The NSGP provides for grants to nonprofits deemed at risk of terrorist (or violent extremist) attack, to acquire and install physical security enhancements, conduct preparedness planning, training and exercises, and contract security personnel. The program has improved efforts to keep at-risk nonprofit organizations safe by promoting emergency preparedness coordination and collaboration between public and private community representatives as well as state and local government agencies. According to FEMA1, the following are just a few examples of the effectiveness of NSGP:
• During a shooting on the street next to a Jewish family services agency in Denver, the agency was struck on two sides of the building with bullets impacting windows. The agency used NSGP funds to put impact resistant film on exterior windows and glass doors. This impact resistant filming stopped two bullets from penetrating the building during this incident.

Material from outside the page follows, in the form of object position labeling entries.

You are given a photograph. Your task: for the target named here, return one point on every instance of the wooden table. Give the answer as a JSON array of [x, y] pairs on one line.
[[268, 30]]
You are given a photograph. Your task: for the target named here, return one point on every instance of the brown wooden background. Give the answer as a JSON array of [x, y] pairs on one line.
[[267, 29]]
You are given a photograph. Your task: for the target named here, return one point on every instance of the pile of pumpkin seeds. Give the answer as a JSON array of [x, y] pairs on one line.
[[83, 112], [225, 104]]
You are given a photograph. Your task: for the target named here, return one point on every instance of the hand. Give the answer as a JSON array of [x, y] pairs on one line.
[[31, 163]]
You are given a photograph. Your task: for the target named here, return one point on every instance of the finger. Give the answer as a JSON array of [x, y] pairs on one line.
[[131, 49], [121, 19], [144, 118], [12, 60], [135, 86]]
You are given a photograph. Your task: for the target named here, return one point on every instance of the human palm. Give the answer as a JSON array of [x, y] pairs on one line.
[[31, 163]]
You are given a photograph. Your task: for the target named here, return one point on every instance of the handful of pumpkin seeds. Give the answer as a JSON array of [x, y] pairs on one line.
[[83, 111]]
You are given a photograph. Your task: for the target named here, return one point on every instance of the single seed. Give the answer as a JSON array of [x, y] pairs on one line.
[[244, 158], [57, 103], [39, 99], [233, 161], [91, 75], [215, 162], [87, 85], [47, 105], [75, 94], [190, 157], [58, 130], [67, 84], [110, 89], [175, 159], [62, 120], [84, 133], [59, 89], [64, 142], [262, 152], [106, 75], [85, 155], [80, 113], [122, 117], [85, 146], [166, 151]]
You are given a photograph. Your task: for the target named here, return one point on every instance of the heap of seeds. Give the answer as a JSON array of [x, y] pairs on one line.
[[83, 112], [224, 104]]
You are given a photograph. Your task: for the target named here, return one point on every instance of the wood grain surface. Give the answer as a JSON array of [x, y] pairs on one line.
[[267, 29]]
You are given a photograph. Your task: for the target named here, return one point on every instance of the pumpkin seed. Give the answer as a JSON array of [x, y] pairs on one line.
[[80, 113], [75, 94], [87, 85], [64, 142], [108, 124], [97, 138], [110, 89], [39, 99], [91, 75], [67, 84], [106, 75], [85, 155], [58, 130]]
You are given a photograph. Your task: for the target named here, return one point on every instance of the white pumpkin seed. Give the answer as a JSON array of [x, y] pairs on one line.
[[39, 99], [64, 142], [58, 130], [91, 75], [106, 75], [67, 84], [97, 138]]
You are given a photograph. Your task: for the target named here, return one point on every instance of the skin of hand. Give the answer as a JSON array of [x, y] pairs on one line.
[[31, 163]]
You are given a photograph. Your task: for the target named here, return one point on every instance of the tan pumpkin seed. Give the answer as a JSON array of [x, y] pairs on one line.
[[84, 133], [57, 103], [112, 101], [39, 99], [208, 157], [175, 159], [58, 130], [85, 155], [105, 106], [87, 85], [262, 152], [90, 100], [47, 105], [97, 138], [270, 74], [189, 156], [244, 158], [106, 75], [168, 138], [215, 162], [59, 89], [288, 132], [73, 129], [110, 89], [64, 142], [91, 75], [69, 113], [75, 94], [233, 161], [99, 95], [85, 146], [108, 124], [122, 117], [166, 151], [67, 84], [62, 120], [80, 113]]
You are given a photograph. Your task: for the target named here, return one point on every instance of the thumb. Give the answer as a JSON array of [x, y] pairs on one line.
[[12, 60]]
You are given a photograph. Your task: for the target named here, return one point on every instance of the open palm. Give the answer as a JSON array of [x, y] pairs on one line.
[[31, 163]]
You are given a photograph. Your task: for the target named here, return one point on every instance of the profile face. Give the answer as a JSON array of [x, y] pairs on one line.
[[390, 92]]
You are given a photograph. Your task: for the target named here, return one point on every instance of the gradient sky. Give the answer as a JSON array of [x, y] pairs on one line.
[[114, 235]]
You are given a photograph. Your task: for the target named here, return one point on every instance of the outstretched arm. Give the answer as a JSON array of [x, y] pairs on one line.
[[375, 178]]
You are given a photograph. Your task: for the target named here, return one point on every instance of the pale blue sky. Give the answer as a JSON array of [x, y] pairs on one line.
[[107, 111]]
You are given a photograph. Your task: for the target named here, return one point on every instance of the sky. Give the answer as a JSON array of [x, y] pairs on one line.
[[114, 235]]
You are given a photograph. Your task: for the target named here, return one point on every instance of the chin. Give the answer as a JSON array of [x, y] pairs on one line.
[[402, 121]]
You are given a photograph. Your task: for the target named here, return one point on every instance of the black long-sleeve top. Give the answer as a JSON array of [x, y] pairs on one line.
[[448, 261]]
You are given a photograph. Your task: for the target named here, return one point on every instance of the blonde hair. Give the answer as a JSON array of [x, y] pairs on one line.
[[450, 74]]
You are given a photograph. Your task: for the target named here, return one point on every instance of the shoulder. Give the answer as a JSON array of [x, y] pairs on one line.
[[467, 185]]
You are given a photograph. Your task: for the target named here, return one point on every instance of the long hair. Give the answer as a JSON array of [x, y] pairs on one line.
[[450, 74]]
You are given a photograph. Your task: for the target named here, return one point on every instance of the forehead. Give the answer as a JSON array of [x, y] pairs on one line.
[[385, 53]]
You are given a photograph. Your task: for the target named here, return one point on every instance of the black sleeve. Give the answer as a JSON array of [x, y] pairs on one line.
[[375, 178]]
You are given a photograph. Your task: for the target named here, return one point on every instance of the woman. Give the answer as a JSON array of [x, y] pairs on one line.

• A Community Center/Federation operates at two locations in Tampa, FL and has approximately 20,000 combined visitors daily. They provide services such as an assisted living facility, preschool, after school care, summer camp, senior programs, an event center, city-operated art center, and much more. The security camera system has provided evidence to local law enforcement on numerous occasions to help apprehend vandals, violent attackers, hate crime participants, etc. This resource has helped build a much stronger relationship with the local law enforcement agencies. The grant recipient also cites their ability to respond to threats quickly and efficiently also serves a deterrent to potential attackers and criminals.
• A synagogue in Columbus, Ohio used NSGP funds to put shatterproof film on windows and doors and hire a special duty officer. The film on their front door helped deny entry to an attacker and law enforcement responded immediately because they were already on-site protecting worshipers and preschoolers.
• An education institution in Houston, TX had an incident where someone was sitting on the fence by one of the early childhood playgrounds and was threatening to enter. School administrators were able to see this activity on the security cameras and alert the authorities when he refused to move. The cameras also allowed the school administrators to see that the individual returned a few hours later, and were then also able to handle appropriately. Access controls have also been key to school security. It has happened several times that strange vehicles try to enter the school’s parking lot for unknown reasons, and the vehicle gates remain closed until the school ascertains why anyone is requesting entrance.
• During an armed hostage crisis at a Colleyville, TX synagogue, a surveillance camera system the synagogue upgraded through a NSGP grant was critical to law enforcement as the video coverage gave the decision makers, the negotiators, and others general situational awareness before they subdued the terrorist and rescued the hostages.
These examples illustrate the critical security upgrades being provided to meet the persistent threat of lethal violence and acts of terror against faith- and community-based institutions in the United States, which have been threatened, burned, bombed, and hit with gunfire. For these reasons, I respectfully encourage you to appropriately fund the NSGP, so our nation can do all that it can to protect at-risk faith- and community- based nonprofits from increasing extremist and hate-motivated threats.